Sul piano politico, infine, che conseguenze hanno questi diversi modi di intendere i testi che hanno autorità in ambito religioso (il che significa spesso anche in ambito morale e anche in ambito giuridico)? L'approccio del Nyāya permette di ampliare potenzialmente all'infinito la Rivelazione, nel senso che se si attribuisce a Dio l'autorità che per Suo tramite giunge ai testi sacri, è sempre possibile immaginare che Dio enunci nuovi testi di pari autorità. Come distinguere però le nuove rivelazioni da testi sedicenti tali? A questa domanda in realtà insolubile (perché tocca l'ambito privatissimo della fede, per cui finiamo per riconoscere un certo testo come autorevole o per disconoscerlo come apocrifo solo in quanto abbiamo fede in questo o nel suo enunciatore) il Nyāya risponde facendo appello all'accettazione da parte della comunità. La Mīmāṃsā è più netta, almeno in linea di principio, nel separare il Veda da tutti gli altri possibili testi sacri. Ma riconduce al Veda, tramite inferenza, ogni altro testo autorevole sul piano giuridico e morale e anche lo stesso comportamento retto dei giusti. Infine, i buddhisti e comunque tutte le scuole che attribuiscono valore fondante all'intuizione intellettuale (yogipratyakṣa) di un singolo sembrano a prima vista meno dogmatiche, ma allo stesso tempo esaltando un uomo senza pari lo allontanano dall'esperienza ordinaria.

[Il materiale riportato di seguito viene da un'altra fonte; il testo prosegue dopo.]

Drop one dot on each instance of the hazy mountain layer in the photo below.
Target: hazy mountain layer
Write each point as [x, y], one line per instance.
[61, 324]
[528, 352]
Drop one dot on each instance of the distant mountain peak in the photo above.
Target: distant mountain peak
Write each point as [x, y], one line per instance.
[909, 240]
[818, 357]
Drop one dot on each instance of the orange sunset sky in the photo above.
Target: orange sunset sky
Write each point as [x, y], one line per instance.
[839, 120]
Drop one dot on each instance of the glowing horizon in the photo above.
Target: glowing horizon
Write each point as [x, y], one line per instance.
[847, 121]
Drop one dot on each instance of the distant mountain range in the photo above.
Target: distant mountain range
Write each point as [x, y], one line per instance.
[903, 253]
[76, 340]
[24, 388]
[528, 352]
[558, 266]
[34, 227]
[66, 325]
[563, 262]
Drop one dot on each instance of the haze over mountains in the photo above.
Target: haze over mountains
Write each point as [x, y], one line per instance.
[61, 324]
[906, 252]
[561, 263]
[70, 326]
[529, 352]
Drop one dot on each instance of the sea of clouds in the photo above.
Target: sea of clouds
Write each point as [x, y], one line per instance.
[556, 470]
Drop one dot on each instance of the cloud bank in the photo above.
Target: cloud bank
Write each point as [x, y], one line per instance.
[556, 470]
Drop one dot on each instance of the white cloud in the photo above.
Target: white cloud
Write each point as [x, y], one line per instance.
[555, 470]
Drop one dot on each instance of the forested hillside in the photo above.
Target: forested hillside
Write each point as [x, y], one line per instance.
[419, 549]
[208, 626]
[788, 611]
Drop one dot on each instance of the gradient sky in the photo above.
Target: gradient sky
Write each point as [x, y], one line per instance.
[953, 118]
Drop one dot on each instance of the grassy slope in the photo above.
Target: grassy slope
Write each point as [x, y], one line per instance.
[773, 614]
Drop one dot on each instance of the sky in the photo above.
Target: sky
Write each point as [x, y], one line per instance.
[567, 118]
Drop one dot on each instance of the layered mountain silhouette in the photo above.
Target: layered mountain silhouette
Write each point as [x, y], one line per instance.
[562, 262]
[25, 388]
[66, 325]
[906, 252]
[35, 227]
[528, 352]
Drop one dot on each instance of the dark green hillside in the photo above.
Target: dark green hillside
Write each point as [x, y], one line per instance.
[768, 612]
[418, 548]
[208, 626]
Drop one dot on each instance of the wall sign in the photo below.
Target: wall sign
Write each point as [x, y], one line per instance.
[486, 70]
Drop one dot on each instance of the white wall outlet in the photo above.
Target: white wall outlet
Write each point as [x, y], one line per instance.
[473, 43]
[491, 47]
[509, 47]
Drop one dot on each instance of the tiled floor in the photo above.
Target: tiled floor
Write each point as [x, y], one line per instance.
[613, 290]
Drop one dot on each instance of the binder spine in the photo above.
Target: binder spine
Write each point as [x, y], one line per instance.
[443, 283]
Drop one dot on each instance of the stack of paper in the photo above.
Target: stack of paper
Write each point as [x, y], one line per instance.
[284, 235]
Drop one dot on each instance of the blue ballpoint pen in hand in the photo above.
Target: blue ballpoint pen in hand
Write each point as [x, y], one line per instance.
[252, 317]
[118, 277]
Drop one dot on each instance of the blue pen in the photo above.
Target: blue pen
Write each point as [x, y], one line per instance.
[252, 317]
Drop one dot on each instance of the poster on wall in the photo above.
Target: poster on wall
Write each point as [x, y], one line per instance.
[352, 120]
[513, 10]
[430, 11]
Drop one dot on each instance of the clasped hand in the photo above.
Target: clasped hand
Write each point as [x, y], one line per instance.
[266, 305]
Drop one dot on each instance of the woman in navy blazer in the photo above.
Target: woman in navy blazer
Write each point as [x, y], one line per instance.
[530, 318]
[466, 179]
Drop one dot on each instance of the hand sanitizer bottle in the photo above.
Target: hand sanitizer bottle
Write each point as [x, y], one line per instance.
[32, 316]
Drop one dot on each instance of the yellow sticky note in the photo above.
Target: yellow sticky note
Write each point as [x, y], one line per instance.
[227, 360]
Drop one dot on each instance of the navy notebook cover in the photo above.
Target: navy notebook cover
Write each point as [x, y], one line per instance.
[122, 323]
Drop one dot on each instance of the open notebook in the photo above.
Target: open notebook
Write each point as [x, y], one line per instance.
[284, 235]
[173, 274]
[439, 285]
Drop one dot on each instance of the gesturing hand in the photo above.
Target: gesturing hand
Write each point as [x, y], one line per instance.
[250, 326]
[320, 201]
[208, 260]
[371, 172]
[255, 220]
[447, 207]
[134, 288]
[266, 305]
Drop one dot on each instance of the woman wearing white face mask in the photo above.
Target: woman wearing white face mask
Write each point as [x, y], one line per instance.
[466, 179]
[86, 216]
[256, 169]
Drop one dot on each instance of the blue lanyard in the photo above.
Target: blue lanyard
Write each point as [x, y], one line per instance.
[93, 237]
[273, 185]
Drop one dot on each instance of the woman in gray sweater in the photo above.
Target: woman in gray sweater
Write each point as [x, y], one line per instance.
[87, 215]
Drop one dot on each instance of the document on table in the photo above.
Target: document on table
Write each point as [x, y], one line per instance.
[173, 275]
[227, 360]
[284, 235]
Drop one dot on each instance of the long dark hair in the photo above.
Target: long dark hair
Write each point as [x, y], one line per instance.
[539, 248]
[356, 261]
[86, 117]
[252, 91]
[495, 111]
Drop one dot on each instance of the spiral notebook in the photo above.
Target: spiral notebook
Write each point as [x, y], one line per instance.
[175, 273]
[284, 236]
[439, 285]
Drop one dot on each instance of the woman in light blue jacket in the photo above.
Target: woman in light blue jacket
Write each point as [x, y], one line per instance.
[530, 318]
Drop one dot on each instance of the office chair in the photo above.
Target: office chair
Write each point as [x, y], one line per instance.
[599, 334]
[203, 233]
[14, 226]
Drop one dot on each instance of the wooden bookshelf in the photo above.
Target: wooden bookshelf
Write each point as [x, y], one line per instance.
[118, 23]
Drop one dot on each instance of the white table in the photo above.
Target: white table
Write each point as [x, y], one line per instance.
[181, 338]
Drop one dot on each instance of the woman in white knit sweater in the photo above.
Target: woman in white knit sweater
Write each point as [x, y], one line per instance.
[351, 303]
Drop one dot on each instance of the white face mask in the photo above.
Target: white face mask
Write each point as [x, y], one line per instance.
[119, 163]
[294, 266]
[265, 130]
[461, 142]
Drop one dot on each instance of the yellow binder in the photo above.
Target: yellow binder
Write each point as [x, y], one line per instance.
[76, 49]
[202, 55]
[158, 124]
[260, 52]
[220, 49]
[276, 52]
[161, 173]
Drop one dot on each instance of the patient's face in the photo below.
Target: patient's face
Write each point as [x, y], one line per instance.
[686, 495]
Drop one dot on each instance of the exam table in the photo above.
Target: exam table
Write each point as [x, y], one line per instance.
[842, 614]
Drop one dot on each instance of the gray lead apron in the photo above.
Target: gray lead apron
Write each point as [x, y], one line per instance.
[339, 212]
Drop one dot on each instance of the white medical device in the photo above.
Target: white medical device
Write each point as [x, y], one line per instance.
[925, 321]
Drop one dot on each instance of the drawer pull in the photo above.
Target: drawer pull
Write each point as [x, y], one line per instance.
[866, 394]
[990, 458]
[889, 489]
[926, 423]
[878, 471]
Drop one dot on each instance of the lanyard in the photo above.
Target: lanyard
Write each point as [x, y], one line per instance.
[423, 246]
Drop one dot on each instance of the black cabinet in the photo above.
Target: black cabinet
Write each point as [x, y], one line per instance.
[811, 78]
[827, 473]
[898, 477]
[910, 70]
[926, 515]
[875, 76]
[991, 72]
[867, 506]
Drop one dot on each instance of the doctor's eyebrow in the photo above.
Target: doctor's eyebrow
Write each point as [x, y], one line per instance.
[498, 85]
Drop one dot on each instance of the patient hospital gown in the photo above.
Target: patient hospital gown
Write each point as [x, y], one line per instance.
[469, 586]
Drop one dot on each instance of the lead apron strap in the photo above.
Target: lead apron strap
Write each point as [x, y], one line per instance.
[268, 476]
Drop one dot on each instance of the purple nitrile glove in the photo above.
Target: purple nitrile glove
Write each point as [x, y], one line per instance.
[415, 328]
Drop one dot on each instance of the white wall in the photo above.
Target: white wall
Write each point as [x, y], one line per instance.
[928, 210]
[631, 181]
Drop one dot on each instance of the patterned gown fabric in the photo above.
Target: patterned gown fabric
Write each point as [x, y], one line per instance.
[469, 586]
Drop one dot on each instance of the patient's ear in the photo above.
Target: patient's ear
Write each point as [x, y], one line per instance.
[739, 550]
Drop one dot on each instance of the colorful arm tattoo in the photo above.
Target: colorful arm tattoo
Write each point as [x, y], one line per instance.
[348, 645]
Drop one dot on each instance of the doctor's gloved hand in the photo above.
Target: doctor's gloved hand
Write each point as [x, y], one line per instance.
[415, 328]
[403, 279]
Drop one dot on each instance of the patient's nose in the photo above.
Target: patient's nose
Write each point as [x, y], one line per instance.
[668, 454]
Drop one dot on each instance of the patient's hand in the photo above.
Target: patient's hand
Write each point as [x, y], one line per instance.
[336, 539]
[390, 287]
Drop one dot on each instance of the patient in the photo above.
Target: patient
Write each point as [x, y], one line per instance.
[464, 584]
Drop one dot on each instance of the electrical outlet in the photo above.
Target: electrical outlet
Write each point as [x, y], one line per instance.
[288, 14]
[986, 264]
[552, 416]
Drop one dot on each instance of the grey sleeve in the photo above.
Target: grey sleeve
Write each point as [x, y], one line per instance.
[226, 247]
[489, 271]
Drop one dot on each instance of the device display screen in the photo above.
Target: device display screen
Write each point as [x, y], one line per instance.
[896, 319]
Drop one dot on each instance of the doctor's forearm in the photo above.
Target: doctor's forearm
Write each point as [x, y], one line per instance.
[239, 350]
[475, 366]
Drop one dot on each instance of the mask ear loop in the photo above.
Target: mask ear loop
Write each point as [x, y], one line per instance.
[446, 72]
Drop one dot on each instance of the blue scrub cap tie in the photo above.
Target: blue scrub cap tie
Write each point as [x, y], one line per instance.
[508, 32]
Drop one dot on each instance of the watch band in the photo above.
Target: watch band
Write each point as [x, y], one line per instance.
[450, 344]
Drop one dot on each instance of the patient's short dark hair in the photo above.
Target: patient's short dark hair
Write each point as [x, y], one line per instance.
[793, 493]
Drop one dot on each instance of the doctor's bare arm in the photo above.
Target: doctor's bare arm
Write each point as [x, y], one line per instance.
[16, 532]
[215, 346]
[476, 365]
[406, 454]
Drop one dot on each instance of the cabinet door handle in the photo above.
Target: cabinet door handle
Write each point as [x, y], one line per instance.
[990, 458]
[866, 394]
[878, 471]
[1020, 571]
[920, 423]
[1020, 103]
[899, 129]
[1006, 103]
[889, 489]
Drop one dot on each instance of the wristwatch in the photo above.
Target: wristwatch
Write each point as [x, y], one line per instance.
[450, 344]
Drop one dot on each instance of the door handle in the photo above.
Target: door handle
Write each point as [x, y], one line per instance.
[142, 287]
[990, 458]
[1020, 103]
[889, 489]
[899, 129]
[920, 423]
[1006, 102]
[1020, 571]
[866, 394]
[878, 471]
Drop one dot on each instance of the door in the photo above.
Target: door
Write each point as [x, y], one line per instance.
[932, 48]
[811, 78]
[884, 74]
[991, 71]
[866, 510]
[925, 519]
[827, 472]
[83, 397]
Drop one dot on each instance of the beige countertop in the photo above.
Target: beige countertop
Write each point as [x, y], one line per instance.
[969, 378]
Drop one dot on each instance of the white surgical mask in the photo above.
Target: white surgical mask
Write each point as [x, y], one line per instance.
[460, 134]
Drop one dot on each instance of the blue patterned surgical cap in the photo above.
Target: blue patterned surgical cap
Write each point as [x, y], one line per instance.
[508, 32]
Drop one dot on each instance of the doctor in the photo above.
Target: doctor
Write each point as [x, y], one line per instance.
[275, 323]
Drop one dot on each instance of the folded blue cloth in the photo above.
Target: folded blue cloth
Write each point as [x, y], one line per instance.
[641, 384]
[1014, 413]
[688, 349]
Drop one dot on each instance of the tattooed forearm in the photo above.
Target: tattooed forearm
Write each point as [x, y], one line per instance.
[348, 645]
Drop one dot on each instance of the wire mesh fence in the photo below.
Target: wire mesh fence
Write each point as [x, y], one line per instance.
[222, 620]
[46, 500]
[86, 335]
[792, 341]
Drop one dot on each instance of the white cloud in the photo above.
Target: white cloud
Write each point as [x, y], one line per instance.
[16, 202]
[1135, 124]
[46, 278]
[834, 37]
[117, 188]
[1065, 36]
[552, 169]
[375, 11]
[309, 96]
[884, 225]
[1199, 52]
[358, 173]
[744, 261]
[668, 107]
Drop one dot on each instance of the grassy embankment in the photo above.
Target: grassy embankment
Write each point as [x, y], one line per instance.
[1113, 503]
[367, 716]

Il suo messaggio può così essere inteso come un "miracolo", un unicum irripetibile. Se infatti è teoricamente possibile che altri uomini (più complessa la situazione per le donne) raggiungano il risveglio e siano quindi alla pari del Buddha storico, tuttavia nei secoli intercorsi dalla fondazione del Buddhismo a oggi ciò non si è mai realizzato se non in gruppi carismatici (tipo la Soka Gakkai), che hanno di fatto sostituito il proprio capo carismatico al Buddha Śakyamuni.